Forrester's King puts it this way: "The Net does change the economics of collaboration. It is the idea of shared repositories of information that is new here."
Gold chains
Sometimes collaboration is right on the money. Although most of the supply-chain collaboration buzz is about trading partners sharing nonfinancial information, in some supply chains the primary product is money. In those cases business-to-business collaboration involves information about financial matters such as payments and invoices.
Ken Deveaux, director of b-to-b e-commerce at FleetBoston Financial in Boston, says he is just starting to make use of collaborative tools that are tailored to this environment. "Historically, in automated b-to-b financial systems, the information about the money has been separate from the money itself," Deveaux says. "This is very inefficient."
Since February, Deveaux has used software called Paymode from Clareon in Portland, Maine, to address this issue. "As a bank, we support over half a million companies," Deveaux says. "We provide cash management, payment, and collection services."

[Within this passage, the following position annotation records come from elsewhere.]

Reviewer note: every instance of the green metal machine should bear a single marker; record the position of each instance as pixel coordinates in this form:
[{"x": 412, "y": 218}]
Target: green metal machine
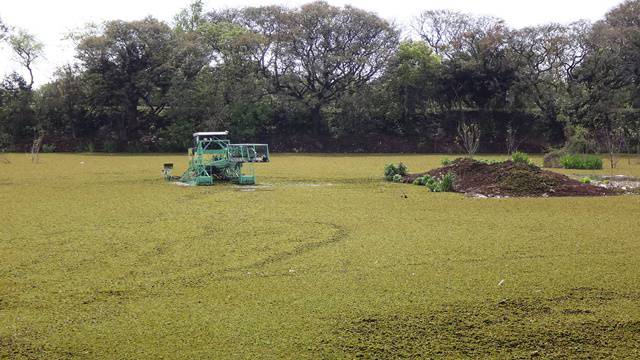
[{"x": 214, "y": 158}]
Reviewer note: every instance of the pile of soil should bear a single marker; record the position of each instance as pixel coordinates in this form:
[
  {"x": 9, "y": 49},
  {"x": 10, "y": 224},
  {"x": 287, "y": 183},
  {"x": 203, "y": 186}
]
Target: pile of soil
[{"x": 507, "y": 179}]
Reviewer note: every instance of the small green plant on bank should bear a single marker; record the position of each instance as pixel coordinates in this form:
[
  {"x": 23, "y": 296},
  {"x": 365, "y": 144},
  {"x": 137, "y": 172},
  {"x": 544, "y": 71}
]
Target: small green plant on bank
[
  {"x": 434, "y": 185},
  {"x": 591, "y": 162},
  {"x": 391, "y": 170},
  {"x": 520, "y": 157},
  {"x": 488, "y": 161}
]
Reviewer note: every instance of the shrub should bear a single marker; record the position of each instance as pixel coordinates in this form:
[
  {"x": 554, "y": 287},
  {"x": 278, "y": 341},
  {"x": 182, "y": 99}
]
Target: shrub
[
  {"x": 443, "y": 185},
  {"x": 401, "y": 169},
  {"x": 591, "y": 162},
  {"x": 446, "y": 184},
  {"x": 488, "y": 161},
  {"x": 520, "y": 157},
  {"x": 431, "y": 183},
  {"x": 389, "y": 171}
]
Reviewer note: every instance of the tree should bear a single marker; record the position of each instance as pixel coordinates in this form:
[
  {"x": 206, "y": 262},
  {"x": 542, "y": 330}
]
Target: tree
[
  {"x": 469, "y": 137},
  {"x": 412, "y": 78},
  {"x": 547, "y": 58},
  {"x": 129, "y": 67},
  {"x": 27, "y": 50},
  {"x": 319, "y": 52},
  {"x": 4, "y": 30}
]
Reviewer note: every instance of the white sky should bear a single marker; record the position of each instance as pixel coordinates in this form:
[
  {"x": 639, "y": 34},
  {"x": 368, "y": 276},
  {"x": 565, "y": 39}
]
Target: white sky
[{"x": 51, "y": 20}]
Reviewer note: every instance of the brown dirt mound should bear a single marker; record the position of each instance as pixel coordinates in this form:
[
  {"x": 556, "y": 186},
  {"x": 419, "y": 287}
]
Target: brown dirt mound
[{"x": 510, "y": 179}]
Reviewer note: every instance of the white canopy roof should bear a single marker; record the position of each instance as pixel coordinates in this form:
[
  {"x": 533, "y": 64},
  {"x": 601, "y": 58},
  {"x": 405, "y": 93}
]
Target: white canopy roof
[{"x": 210, "y": 133}]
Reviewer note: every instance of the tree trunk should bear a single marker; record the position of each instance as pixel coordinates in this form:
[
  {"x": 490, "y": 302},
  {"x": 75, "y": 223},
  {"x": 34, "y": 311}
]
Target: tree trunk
[{"x": 317, "y": 123}]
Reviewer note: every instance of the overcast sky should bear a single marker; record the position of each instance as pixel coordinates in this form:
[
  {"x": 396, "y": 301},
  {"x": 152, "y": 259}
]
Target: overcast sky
[{"x": 50, "y": 20}]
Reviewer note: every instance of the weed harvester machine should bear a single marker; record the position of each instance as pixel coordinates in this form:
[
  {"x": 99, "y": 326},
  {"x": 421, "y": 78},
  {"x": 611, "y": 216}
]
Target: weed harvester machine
[{"x": 214, "y": 158}]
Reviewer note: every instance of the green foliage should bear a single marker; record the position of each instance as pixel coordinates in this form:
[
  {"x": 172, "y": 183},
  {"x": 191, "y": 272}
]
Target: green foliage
[
  {"x": 389, "y": 171},
  {"x": 488, "y": 161},
  {"x": 402, "y": 169},
  {"x": 446, "y": 183},
  {"x": 581, "y": 162},
  {"x": 519, "y": 157},
  {"x": 579, "y": 140},
  {"x": 434, "y": 185}
]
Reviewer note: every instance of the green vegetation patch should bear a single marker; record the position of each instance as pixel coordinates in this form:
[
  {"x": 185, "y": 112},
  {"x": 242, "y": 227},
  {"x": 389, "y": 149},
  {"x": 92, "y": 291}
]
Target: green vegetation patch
[
  {"x": 587, "y": 162},
  {"x": 101, "y": 258},
  {"x": 567, "y": 326}
]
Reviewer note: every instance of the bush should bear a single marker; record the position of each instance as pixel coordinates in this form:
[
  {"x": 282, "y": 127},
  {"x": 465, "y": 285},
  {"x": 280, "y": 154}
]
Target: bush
[
  {"x": 435, "y": 185},
  {"x": 431, "y": 183},
  {"x": 446, "y": 184},
  {"x": 391, "y": 170},
  {"x": 488, "y": 161},
  {"x": 519, "y": 157},
  {"x": 401, "y": 169},
  {"x": 591, "y": 162}
]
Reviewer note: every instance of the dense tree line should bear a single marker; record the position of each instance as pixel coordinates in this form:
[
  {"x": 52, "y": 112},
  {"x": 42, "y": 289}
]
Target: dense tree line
[{"x": 326, "y": 78}]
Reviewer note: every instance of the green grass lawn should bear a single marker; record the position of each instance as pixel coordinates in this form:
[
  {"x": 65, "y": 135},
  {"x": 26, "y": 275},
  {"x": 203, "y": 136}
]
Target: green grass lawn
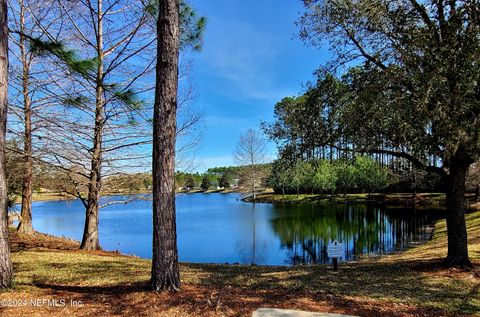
[{"x": 411, "y": 283}]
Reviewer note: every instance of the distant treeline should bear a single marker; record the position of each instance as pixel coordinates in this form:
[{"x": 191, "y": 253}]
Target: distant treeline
[{"x": 361, "y": 175}]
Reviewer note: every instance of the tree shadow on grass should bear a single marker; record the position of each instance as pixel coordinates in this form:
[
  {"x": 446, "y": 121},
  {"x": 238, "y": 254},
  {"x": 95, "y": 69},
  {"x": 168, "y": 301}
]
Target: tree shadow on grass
[{"x": 415, "y": 287}]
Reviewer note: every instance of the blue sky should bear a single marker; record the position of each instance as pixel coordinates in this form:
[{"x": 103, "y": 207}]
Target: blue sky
[{"x": 251, "y": 58}]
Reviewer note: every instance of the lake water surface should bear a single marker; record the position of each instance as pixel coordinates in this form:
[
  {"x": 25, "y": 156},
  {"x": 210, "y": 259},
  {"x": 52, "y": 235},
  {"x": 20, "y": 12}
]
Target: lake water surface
[{"x": 220, "y": 228}]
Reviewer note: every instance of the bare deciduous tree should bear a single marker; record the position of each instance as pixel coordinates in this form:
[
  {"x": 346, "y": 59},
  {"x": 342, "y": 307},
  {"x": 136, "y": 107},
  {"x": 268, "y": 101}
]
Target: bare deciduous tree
[{"x": 6, "y": 271}]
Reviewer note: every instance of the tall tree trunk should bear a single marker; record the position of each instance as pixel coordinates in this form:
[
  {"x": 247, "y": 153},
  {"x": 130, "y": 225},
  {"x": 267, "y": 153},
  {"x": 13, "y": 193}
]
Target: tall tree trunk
[
  {"x": 90, "y": 239},
  {"x": 165, "y": 270},
  {"x": 6, "y": 271},
  {"x": 25, "y": 224},
  {"x": 456, "y": 226}
]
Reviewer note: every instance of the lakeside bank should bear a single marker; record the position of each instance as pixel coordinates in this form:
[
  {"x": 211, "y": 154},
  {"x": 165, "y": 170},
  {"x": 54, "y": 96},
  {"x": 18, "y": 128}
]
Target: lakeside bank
[{"x": 410, "y": 283}]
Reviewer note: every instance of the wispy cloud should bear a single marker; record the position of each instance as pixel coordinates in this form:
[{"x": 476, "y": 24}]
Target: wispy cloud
[{"x": 246, "y": 58}]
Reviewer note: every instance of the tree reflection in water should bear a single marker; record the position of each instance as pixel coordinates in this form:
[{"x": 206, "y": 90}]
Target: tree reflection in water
[{"x": 305, "y": 230}]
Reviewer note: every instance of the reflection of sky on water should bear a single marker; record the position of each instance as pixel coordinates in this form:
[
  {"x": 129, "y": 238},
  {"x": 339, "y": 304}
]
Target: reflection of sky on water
[{"x": 219, "y": 228}]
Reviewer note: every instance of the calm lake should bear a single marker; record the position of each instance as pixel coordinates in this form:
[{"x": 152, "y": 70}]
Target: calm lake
[{"x": 220, "y": 228}]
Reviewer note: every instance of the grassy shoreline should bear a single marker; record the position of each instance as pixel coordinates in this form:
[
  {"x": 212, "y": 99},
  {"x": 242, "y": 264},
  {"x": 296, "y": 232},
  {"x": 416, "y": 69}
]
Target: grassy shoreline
[{"x": 410, "y": 283}]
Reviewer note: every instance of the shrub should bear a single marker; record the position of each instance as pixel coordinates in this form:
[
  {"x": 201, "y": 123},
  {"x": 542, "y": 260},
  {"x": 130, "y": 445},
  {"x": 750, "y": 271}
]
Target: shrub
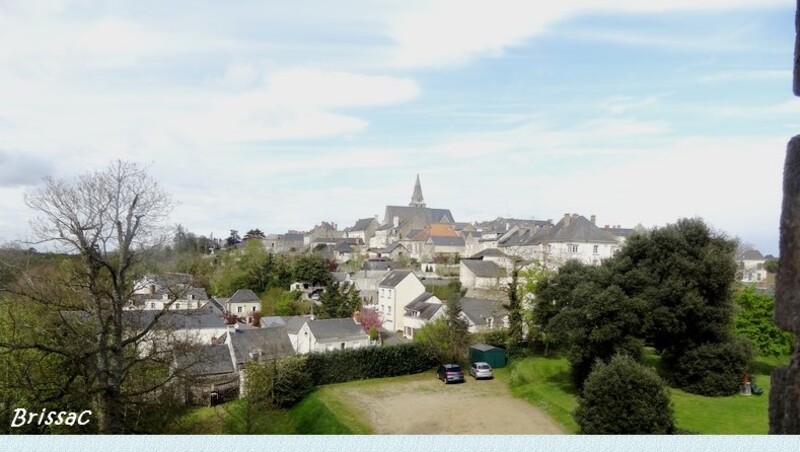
[
  {"x": 624, "y": 397},
  {"x": 371, "y": 362},
  {"x": 714, "y": 369},
  {"x": 280, "y": 383}
]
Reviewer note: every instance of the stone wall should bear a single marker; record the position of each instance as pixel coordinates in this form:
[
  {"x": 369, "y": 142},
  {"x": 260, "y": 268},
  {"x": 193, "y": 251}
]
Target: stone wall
[{"x": 784, "y": 399}]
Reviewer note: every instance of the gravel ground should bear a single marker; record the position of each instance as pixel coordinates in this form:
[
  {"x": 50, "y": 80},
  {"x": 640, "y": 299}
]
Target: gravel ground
[{"x": 428, "y": 406}]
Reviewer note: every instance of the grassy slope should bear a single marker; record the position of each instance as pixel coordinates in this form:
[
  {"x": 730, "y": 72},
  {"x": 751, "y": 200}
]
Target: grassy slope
[
  {"x": 319, "y": 413},
  {"x": 545, "y": 382}
]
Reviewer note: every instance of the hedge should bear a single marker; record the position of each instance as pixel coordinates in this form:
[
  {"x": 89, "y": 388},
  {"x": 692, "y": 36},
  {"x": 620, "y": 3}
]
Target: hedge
[
  {"x": 365, "y": 363},
  {"x": 285, "y": 382}
]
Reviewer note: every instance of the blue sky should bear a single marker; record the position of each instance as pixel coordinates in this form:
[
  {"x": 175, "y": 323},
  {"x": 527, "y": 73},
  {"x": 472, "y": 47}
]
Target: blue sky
[{"x": 277, "y": 116}]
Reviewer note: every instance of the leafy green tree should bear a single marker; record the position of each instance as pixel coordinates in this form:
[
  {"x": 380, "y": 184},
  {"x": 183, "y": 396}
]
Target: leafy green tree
[
  {"x": 233, "y": 239},
  {"x": 686, "y": 273},
  {"x": 458, "y": 330},
  {"x": 277, "y": 301},
  {"x": 339, "y": 301},
  {"x": 597, "y": 320},
  {"x": 451, "y": 291},
  {"x": 312, "y": 269},
  {"x": 514, "y": 308},
  {"x": 254, "y": 234},
  {"x": 436, "y": 336},
  {"x": 624, "y": 397},
  {"x": 110, "y": 220},
  {"x": 755, "y": 319}
]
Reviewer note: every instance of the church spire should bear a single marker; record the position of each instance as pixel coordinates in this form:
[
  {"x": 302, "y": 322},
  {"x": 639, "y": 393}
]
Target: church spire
[{"x": 416, "y": 198}]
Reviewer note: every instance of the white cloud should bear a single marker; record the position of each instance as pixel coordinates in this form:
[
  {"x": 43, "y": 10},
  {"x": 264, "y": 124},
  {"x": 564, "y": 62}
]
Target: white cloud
[
  {"x": 446, "y": 32},
  {"x": 295, "y": 103}
]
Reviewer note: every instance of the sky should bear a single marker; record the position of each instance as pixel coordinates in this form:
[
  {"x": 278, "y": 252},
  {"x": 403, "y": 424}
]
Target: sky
[{"x": 279, "y": 115}]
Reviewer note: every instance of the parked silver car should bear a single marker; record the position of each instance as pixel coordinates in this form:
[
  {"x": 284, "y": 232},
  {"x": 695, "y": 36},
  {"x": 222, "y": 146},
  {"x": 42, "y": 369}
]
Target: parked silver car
[{"x": 481, "y": 370}]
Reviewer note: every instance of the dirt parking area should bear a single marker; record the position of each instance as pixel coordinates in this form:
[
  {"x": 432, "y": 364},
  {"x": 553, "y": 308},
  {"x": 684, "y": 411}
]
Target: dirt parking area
[{"x": 428, "y": 406}]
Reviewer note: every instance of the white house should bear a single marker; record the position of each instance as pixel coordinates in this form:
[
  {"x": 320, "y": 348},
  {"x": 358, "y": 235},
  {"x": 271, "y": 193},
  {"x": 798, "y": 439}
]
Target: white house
[
  {"x": 395, "y": 291},
  {"x": 481, "y": 274},
  {"x": 327, "y": 335},
  {"x": 420, "y": 311},
  {"x": 484, "y": 314},
  {"x": 574, "y": 237},
  {"x": 751, "y": 266},
  {"x": 243, "y": 303}
]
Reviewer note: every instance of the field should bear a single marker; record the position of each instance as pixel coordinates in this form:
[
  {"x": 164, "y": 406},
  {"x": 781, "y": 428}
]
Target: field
[
  {"x": 421, "y": 404},
  {"x": 545, "y": 382},
  {"x": 532, "y": 396}
]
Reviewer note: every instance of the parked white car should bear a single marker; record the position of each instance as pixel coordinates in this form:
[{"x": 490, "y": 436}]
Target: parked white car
[{"x": 481, "y": 370}]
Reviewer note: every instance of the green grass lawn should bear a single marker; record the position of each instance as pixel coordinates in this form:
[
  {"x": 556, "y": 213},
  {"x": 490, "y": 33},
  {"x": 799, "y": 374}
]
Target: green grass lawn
[
  {"x": 545, "y": 382},
  {"x": 319, "y": 413}
]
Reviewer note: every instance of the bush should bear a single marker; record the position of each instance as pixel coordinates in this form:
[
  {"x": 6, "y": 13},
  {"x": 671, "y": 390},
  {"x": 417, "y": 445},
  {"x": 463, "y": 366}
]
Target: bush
[
  {"x": 624, "y": 397},
  {"x": 714, "y": 369},
  {"x": 280, "y": 383},
  {"x": 371, "y": 362}
]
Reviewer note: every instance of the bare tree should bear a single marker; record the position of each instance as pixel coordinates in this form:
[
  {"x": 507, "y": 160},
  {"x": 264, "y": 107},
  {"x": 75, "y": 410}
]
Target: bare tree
[{"x": 109, "y": 220}]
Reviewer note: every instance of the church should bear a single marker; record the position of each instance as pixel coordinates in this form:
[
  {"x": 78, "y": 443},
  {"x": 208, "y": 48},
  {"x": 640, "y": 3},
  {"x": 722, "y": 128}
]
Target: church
[{"x": 416, "y": 216}]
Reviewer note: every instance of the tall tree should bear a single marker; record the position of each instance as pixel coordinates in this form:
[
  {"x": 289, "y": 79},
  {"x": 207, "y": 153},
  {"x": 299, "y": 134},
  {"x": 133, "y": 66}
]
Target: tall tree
[
  {"x": 514, "y": 308},
  {"x": 458, "y": 330},
  {"x": 312, "y": 269},
  {"x": 111, "y": 220}
]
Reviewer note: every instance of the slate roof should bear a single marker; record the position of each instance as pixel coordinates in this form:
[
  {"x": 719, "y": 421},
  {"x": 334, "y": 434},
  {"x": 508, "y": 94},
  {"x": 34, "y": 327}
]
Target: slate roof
[
  {"x": 752, "y": 255},
  {"x": 484, "y": 269},
  {"x": 500, "y": 224},
  {"x": 393, "y": 246},
  {"x": 447, "y": 241},
  {"x": 577, "y": 228},
  {"x": 425, "y": 308},
  {"x": 293, "y": 237},
  {"x": 244, "y": 296},
  {"x": 479, "y": 309},
  {"x": 294, "y": 323},
  {"x": 334, "y": 329},
  {"x": 435, "y": 230},
  {"x": 201, "y": 318},
  {"x": 207, "y": 360},
  {"x": 427, "y": 215},
  {"x": 394, "y": 278},
  {"x": 344, "y": 247},
  {"x": 362, "y": 224},
  {"x": 620, "y": 232},
  {"x": 273, "y": 342},
  {"x": 272, "y": 321},
  {"x": 488, "y": 252},
  {"x": 378, "y": 264},
  {"x": 218, "y": 303}
]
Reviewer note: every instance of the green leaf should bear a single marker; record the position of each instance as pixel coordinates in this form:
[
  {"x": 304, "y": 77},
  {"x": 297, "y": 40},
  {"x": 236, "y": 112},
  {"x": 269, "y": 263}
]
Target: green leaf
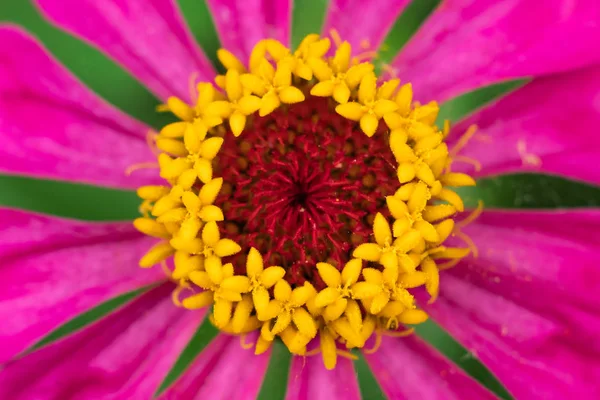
[
  {"x": 367, "y": 383},
  {"x": 454, "y": 351},
  {"x": 204, "y": 335},
  {"x": 462, "y": 106},
  {"x": 90, "y": 65},
  {"x": 527, "y": 191},
  {"x": 308, "y": 16},
  {"x": 88, "y": 317},
  {"x": 200, "y": 21},
  {"x": 68, "y": 200},
  {"x": 275, "y": 382},
  {"x": 403, "y": 29}
]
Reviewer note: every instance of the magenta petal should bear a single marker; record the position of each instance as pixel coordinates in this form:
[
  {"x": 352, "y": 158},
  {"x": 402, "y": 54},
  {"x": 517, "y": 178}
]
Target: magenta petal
[
  {"x": 52, "y": 269},
  {"x": 547, "y": 126},
  {"x": 242, "y": 23},
  {"x": 358, "y": 20},
  {"x": 52, "y": 126},
  {"x": 466, "y": 44},
  {"x": 149, "y": 38},
  {"x": 124, "y": 356},
  {"x": 309, "y": 380},
  {"x": 223, "y": 370},
  {"x": 407, "y": 368},
  {"x": 529, "y": 306}
]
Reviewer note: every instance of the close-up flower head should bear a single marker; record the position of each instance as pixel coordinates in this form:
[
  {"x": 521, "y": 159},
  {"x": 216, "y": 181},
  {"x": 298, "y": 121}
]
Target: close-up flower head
[{"x": 299, "y": 199}]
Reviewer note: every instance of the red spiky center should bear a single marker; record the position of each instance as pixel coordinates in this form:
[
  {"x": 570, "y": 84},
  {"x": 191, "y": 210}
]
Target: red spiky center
[{"x": 302, "y": 186}]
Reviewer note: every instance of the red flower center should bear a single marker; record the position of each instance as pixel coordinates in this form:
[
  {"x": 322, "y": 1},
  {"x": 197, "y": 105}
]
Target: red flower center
[{"x": 303, "y": 186}]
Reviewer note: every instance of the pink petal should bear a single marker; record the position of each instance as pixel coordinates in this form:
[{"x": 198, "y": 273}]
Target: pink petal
[
  {"x": 547, "y": 126},
  {"x": 124, "y": 356},
  {"x": 52, "y": 126},
  {"x": 309, "y": 380},
  {"x": 529, "y": 306},
  {"x": 242, "y": 23},
  {"x": 222, "y": 371},
  {"x": 149, "y": 38},
  {"x": 407, "y": 368},
  {"x": 466, "y": 44},
  {"x": 53, "y": 269},
  {"x": 357, "y": 21}
]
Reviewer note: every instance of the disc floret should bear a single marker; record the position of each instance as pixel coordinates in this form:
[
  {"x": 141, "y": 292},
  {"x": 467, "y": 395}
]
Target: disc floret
[{"x": 304, "y": 199}]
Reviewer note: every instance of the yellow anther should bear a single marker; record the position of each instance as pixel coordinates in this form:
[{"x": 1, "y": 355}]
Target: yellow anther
[
  {"x": 156, "y": 254},
  {"x": 180, "y": 108}
]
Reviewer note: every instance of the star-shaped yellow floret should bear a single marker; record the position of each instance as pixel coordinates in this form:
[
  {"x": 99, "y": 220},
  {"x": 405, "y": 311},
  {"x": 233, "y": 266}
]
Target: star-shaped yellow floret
[
  {"x": 412, "y": 121},
  {"x": 342, "y": 288},
  {"x": 370, "y": 107},
  {"x": 261, "y": 280},
  {"x": 221, "y": 287},
  {"x": 389, "y": 252},
  {"x": 394, "y": 297},
  {"x": 274, "y": 86},
  {"x": 238, "y": 106},
  {"x": 311, "y": 47},
  {"x": 209, "y": 244},
  {"x": 337, "y": 78},
  {"x": 287, "y": 307},
  {"x": 409, "y": 215}
]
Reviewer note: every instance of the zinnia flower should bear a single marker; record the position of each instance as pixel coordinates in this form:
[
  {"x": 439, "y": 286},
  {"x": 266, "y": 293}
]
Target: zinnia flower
[{"x": 297, "y": 212}]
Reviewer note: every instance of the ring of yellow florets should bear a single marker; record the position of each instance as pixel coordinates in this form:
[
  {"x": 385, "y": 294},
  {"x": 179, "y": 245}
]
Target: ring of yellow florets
[{"x": 358, "y": 302}]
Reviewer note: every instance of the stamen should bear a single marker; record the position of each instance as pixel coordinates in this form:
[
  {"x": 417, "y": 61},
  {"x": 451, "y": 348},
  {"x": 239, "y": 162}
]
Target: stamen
[
  {"x": 376, "y": 346},
  {"x": 177, "y": 292}
]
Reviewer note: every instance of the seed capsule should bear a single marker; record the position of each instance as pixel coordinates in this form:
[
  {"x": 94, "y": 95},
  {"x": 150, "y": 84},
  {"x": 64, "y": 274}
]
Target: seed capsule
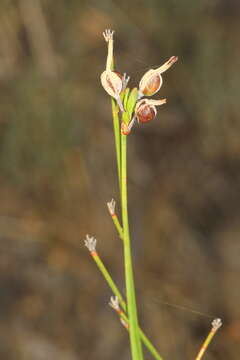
[
  {"x": 112, "y": 84},
  {"x": 146, "y": 111},
  {"x": 151, "y": 81}
]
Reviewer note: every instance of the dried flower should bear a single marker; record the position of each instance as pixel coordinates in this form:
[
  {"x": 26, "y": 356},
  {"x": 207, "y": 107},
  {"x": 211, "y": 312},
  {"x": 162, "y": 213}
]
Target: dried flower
[
  {"x": 146, "y": 111},
  {"x": 111, "y": 80},
  {"x": 151, "y": 81}
]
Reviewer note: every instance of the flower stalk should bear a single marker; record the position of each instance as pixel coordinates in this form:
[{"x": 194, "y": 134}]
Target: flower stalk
[{"x": 216, "y": 324}]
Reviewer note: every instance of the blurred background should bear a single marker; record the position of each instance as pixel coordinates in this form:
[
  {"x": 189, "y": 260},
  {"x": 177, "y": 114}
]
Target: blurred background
[{"x": 57, "y": 171}]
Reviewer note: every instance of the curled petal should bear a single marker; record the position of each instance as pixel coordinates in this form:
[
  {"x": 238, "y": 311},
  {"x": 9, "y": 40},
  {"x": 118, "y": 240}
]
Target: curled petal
[{"x": 150, "y": 83}]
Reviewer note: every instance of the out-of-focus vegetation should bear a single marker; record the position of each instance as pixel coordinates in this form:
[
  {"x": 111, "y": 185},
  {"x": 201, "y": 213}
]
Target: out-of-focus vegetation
[{"x": 57, "y": 172}]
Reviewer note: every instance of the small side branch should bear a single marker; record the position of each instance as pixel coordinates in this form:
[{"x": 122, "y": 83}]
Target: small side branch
[{"x": 216, "y": 324}]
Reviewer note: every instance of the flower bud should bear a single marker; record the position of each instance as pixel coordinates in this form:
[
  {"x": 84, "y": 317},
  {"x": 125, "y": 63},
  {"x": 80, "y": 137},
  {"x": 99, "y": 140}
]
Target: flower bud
[
  {"x": 151, "y": 82},
  {"x": 112, "y": 84},
  {"x": 146, "y": 111}
]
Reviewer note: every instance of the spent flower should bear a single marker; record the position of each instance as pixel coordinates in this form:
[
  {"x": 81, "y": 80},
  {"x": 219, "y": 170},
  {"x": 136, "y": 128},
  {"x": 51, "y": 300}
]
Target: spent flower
[{"x": 151, "y": 81}]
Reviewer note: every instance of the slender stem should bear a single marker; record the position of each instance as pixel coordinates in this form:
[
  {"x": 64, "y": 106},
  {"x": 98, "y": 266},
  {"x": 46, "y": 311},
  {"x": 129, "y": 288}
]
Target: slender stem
[
  {"x": 108, "y": 278},
  {"x": 116, "y": 128},
  {"x": 122, "y": 302},
  {"x": 143, "y": 337},
  {"x": 136, "y": 346},
  {"x": 216, "y": 324},
  {"x": 118, "y": 226}
]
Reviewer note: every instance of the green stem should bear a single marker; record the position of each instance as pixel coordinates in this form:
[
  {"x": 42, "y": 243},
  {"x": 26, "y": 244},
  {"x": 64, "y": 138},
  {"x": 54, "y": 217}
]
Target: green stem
[
  {"x": 109, "y": 280},
  {"x": 136, "y": 346},
  {"x": 144, "y": 339},
  {"x": 118, "y": 226},
  {"x": 116, "y": 128},
  {"x": 117, "y": 293}
]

Deveaux uses the following example to illustrate how Paymode works: "When a business pays a supplier, the amount paid rarely matches the amount on the invoice," he explains. "So someone in the supplier's accounts receivable office will need to reconcile the difference with someone else in accounts payable on the customer end. Today this is usually done with fax, phone, and e-mail."
This reconciliation process involves what Deveaux calls "rich remittance" information. "Some of the product may be returned; there may be reasons why the customer will pay full shipping only for part of the order," Deveaux says. "All this kind of data is critical to reconciling accounts."
FleetBoston uses Paymode to put an electronic payment into the same package as the payment data. "The rich remittance information is encapsulated in an XML document," Deveaux says.
FleetBoston still uses an older format, ACH (Automated Clearing House), for actual payments. And Paymode supports popular electronic-payment methods such as ACH and FEDI (Financial Electronic Data Interchange). What is new here is the ability to package these transactional formats with the remittance information required to streamline the reconciliation process.
"This is financial, b-to-b collaboration," Deveaux says. "We have accounts payable mangers and accounts receivable managers working together, and all they need to use the system is a Web browser."
At present the collaboration never involves more than two parties, but Deveaux says that could change. "In the future this rich information could flow farther down or up the supply chain. I can envision this happening with complex transactions, perhaps cross-border transactions involving multiple countries."